I always talk about it by saying Jiu Jitsu, but there's the local Judo club that calls is self defense program jiu jitsu and there's another japanese jiu jitsu school in the area so sometimes I need to clarify by saying that I do Brazilian jiu jitsu or just by saying:'' no I do the real stuff, I do BJJ''
I would love to just call it grappling, because I do as much no gi that I do gi training, but it's way too generic and people won't relate if they are not martial arts ''connaisseurs''
All of my long term coaches have been American or Armenian.
If I stop in to train at a Gracie Barra while travelling, while it's easier to say "yes I have BJJ experience" it's not technically accurate.
But then again I'd get some really confused jiujitero in that same Gracie Barra for trying to explain "yes I have no gi grappling and judo experience and a purple belt in Armenian Jiu Jitsu."

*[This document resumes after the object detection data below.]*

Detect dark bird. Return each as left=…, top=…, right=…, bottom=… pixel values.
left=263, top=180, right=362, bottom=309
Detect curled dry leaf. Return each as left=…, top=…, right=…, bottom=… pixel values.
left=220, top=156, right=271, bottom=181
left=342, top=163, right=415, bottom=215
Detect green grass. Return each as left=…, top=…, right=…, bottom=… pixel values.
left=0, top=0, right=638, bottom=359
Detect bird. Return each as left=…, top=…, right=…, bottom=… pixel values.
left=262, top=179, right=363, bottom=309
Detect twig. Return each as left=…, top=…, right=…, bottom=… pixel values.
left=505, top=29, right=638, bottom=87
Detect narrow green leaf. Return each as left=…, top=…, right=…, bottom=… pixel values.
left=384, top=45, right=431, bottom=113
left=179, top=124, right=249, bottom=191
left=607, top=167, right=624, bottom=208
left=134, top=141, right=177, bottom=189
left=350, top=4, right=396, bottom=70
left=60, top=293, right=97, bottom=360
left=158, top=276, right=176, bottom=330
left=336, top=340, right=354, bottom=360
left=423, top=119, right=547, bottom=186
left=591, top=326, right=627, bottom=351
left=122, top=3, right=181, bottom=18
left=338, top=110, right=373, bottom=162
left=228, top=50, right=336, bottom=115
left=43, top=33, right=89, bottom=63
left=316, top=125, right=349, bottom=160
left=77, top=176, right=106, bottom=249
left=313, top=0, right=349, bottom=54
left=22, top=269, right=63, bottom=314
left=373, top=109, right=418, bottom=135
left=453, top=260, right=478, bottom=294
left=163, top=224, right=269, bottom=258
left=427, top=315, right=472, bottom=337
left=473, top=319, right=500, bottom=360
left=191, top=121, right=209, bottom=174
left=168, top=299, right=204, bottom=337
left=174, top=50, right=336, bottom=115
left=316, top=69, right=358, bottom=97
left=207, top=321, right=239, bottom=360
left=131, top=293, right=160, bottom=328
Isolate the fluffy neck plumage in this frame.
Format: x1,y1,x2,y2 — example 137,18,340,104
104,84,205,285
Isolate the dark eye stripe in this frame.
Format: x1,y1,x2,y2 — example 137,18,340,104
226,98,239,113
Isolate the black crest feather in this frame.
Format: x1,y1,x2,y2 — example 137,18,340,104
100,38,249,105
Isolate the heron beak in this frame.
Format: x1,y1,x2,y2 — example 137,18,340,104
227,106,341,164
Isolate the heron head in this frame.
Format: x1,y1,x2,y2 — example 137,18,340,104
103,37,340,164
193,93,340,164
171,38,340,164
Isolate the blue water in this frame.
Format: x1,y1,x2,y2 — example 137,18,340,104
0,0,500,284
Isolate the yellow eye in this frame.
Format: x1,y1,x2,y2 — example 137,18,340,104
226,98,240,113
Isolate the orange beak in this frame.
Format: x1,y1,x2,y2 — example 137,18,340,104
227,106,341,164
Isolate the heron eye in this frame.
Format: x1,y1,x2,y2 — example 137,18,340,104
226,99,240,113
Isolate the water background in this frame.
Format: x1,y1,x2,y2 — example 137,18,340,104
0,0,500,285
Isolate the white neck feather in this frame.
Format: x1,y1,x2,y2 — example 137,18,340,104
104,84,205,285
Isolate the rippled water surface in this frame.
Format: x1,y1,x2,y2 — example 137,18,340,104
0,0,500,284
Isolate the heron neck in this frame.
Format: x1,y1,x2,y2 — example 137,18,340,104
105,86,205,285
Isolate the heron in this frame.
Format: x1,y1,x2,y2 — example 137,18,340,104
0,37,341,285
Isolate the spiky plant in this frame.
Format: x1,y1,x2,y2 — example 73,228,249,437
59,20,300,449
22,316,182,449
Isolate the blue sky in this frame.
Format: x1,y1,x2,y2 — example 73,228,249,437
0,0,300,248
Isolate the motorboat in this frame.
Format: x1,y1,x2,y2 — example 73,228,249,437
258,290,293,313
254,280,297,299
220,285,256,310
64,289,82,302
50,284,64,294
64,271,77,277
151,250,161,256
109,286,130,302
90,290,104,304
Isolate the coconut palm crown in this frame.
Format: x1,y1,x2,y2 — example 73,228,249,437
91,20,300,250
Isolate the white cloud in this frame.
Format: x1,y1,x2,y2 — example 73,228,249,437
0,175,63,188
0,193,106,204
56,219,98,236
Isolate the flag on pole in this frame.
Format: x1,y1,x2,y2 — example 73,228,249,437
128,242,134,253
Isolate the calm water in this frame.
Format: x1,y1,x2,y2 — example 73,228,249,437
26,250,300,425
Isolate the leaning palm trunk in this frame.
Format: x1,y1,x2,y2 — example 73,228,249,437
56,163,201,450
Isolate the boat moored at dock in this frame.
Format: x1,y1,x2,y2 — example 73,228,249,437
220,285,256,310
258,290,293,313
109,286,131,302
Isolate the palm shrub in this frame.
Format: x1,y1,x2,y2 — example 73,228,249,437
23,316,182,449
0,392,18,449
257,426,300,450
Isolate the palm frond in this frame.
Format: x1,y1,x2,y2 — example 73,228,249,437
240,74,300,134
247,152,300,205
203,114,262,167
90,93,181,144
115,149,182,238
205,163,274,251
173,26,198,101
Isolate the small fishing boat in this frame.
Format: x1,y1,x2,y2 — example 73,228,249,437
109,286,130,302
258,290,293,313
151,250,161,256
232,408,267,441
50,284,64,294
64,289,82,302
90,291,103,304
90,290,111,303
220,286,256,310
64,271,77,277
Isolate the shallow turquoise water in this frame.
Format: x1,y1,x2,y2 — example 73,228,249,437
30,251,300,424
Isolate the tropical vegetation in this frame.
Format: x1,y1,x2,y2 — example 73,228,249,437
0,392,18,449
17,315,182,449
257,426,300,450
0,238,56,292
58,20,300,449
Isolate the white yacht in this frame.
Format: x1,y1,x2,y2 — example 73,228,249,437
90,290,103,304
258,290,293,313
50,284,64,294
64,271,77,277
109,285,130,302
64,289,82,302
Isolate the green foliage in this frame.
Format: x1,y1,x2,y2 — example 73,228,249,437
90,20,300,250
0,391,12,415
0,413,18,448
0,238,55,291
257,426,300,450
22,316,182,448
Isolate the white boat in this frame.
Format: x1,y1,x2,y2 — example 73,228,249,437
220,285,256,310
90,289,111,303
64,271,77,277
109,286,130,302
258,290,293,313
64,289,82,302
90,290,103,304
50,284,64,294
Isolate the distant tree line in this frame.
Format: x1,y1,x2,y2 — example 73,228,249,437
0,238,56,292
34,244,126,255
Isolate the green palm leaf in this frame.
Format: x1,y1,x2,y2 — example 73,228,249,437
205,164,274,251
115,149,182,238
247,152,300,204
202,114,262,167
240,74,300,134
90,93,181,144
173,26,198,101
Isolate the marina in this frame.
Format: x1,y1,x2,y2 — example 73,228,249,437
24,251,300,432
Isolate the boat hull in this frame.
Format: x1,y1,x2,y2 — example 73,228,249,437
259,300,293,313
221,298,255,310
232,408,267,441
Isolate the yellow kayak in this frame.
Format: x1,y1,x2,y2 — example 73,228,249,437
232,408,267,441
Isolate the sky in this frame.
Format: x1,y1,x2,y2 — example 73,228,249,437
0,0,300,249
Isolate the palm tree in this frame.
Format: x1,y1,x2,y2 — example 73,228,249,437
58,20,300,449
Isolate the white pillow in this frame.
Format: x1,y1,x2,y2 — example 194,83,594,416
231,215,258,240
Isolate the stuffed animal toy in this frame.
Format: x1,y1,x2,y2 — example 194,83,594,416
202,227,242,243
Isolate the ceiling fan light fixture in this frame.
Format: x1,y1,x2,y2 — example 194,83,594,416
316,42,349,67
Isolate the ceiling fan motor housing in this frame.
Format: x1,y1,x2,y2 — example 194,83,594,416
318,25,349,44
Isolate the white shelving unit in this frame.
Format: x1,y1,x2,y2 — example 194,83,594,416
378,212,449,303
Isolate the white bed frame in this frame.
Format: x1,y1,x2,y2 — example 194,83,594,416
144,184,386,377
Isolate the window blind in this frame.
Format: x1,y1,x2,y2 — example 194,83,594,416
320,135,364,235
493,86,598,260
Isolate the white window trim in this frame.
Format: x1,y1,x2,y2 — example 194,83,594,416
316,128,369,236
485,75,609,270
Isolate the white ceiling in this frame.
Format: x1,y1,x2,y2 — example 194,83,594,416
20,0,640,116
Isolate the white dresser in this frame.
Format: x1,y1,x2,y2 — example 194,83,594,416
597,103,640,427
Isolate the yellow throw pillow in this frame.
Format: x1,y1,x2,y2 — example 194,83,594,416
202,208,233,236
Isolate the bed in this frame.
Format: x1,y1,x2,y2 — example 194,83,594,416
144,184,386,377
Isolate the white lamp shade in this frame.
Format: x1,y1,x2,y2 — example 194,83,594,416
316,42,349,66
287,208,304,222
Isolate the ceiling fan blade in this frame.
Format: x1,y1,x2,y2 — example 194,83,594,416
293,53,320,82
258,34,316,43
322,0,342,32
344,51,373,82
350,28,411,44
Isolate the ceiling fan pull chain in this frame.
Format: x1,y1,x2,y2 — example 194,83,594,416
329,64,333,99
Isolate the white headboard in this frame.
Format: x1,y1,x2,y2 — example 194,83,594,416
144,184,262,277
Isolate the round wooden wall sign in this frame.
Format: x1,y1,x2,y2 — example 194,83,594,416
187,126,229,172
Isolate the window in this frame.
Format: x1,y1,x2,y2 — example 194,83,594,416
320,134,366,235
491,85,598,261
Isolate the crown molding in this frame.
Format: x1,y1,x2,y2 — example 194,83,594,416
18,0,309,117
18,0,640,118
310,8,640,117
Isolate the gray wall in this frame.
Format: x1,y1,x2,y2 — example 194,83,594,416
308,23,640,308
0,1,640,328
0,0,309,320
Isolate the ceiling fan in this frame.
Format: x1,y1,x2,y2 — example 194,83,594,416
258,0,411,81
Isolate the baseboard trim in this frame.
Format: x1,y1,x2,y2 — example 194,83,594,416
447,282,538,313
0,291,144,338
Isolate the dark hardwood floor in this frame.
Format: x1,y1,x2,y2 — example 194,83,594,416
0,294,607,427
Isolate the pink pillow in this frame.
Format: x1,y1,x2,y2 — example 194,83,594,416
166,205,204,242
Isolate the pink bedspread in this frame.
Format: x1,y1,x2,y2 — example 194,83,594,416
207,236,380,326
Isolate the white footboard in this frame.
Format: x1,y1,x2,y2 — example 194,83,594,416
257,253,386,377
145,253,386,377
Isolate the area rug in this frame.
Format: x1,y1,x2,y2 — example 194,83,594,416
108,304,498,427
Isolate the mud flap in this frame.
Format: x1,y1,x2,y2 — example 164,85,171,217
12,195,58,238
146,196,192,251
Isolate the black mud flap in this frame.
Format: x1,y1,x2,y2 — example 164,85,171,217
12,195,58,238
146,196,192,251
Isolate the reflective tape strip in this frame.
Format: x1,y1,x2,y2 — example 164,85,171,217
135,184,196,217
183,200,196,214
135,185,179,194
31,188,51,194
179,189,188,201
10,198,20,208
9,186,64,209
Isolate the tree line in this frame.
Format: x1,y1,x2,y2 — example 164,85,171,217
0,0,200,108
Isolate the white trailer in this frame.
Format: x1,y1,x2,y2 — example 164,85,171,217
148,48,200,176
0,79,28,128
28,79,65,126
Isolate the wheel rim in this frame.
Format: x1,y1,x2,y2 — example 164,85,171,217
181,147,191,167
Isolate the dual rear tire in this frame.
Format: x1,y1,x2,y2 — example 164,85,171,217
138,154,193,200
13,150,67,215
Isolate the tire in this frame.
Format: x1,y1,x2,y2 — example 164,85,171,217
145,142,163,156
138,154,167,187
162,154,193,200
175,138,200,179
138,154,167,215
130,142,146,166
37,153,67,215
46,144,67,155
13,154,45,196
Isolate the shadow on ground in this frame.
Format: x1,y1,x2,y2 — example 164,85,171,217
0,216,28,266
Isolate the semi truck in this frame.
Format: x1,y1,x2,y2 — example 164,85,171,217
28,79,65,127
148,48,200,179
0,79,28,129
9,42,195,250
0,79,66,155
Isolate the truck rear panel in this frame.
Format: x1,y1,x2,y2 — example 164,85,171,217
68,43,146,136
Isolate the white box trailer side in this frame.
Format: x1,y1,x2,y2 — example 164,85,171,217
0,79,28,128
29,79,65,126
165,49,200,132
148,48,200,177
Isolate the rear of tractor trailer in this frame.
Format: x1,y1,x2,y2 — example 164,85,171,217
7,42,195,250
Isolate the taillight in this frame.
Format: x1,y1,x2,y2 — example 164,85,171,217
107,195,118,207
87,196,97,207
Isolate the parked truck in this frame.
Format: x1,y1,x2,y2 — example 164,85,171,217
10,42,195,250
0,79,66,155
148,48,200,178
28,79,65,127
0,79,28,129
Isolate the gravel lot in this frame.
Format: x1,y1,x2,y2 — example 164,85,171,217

Because of branding and competition rules, at the moment American jiu jitsu has the image of a fat dude with a poney tail wearing a black gi with a coral belt at thet age of 39 years who is guilty of larping away with some bs self defense stuff.
Japanese Jiu Jitsu, just as bad.
Personally I feel like Brazilian isn't the best adjective to describe what we're doing anymore.
Live Jiu Jitsu, or Competitive Jiu Jitsu would be more accurate for the worldwide grappling scene.
I've seen JJJ classes, they didn'tt let anyone roll. Went to one at the Y once, they do forward rolls in the warm up with an ultra specific aikido style, I forward roll judo style and all of a sudden a "brown belt" pulls me out of the warm up because I'm clearly going to hurt myself.
I explain to him I can roll that way on the concrete and it's fine. No it's not fine, only the larp way is acceptable.
We spent the next 30 minutes on his larp aikido version of a technical standup. The whole time I'm looking around and there's no live training at all. Never went back. It made a kids judo class look hardcore.
So for me, it isn't that what we're all training is Brazilian, it's that it's alive.
Like Muay Thai vs Communist Wushu (comrades cannot fight comrades!) it's the liveness that makes all the difference in the world.